DRINKING-THE WORLD'S BEST ICEBREAKER FOR IMMATURE TWENTY-SOMETHING GUYS

blowin smoke 2 imgp6998Many early twenty-something guys have severely limited, emotionally stunted social skills-but happily enough, nature gave them a great equalizer named Mr. Alcohol. 

First of all, there is credibility in the term “liquid courage”. The Romans liked to say in their best Latin- “in vino veritas” or “there is truth in wine”. In reality, “there is courage in wine”.

Sure, the odds are pretty good that liquor-fueled bravery is far more likely to get you and your closest friends into a nasty brawl with a bunch of humor-impaired bikers than a night with a babe.

But every now and then you, or one of your buddies, will do enough shots to get swept up in the vortex of tequila magic. You’ll hit on the best-looking female in the greater metropolitan area of New York City-and you’ll win.

All this happens because the tequila aimed you at a goddess. A goddess who is so attractive that… when viewed with sober eyes, she can only be looked at like the sun-for brief periods of time.

But that seventh rum and coke can give you the balls to step into the ring with an angry Mike Tyson or… take a shot at this babe.

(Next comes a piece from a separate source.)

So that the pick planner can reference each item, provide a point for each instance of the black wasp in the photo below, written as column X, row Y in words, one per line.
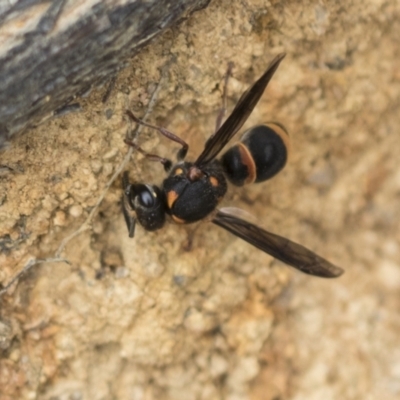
column 193, row 190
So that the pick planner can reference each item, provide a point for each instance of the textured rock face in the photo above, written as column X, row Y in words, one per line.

The other huge factor is that the goddess is drunk too. Suddenly you look like Brad Pitt to this dangerously impaired female. And that testosterone boost she gets from being gunned can only be good news for you to offset the clumsy game plan that could only come from a 21 year old rookie.

That’s when a few well-timed shots that taste like grape Kool-Aid but kick like Ozark moonshine can get you past the rope barriers-into a magical world that would humble the wildest dreams of the late Walt Disney.

That’s the kind of experience that makes you think that vodka is ridiculously under-priced.